La question n'est donc pas de savoir à quoi s'employer d'utile à soi, mais à quoi de digne de soi. Nous ne sommes pas n'importe qui, si nous apparaissons au début de l'ordre de la charité. Comment ne pas s'éparpiller, se gaspiller en s'employant à quelque chose qui n'est pas nous et qui nous sortedu recueillement, de ce recueillement qu'il faut cultiver pour que mûrissent idées et relations humaines ?

 

A quoi donc s'employer ? Se poser la question, c'est se préparer à ne pas y répondre. Philippe de Villiers donne une bonne piste quand, décrivant l'itinéraire de Jimmy Goldsmith, il note que la vie de cet homme a commencé par être un jeu. Et puis le joueur en a fait une cause. Il y a un temps pour s'"amuser" et un autre pour s'"engager", pour "témoigner" jusqu'au martyre.

 

Comment employer sa vie si un ordre serait requis afin que "ce qui monte converge" comme l'écrit Teilhard de Chardin, mais si, malgré cette réquisition d'un ordre, nous tombons dans les choses au milieu des intrigues et dans les disciplines au milieu des tribulations,  comme je suis tombé dans l'orgue, moi et beaucoup de mes confrères illustres ou inconnus, à commencer par Pierre Cochereau ou Olivier Latry. Ils n'imaginaient pas "entrer dans la carrière" en se perchant sur une tribune.
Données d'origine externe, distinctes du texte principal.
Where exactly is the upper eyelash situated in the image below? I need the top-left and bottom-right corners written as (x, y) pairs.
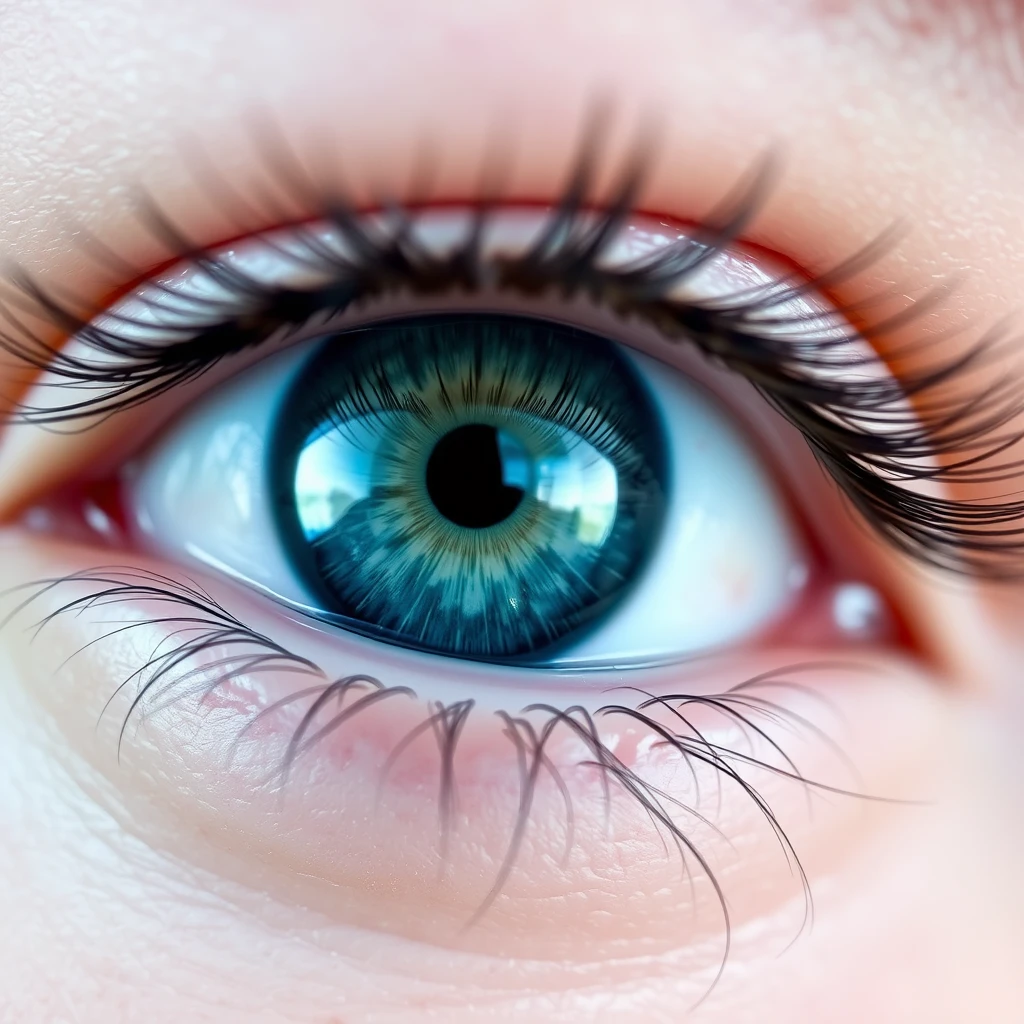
top-left (8, 565), bottom-right (876, 991)
top-left (0, 145), bottom-right (1024, 580)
Je suis tombé dans l'orgue même si Pascal reber m'assure que le professeur peut débroussailler la forêt vierge.

 

A quoi employer sa vie si l'on convient, non pas qu'on doive être la matière de son livre, mais que notre vie soit la matière d'une œuvre utile aux autres et extérieure à soi ?

 

Nécessairement, l'emploi de notre vie est extérieur à nous-mêmes. La dispersion nous éparpille, mais à tout prendre, elle représente un risque moindre que l'oisiveté. Si l'oisiveté est mère de tous les vices, la dispersion est le premier pas sur le chemin vertueux de l'engagement, à condition de décider ("décider dans le doute et agir dans la foi", comme l'écrit Jean Guitton dans le travail intellectuel) qu'on ne cessera pas de monter pour converger, d'accepter la raideur de la pente du repentir qui monte vers le monde, et ne nous recentre pas par la descente en nous-mêmes, à la manière du recueillement qui ne sait pas à quoi il est destiné. Le recueillement ne nous est pas destiné, il y a un recueillement désordonné.

 

A tout prendre, la dispersion est un risque moindre que le recueillement, qui nous fait rentrer en nous-mêmes en nous laissant l'illusion d'être le lieu de la profondeur. L'oraison est un plus grand risque que la dispersion.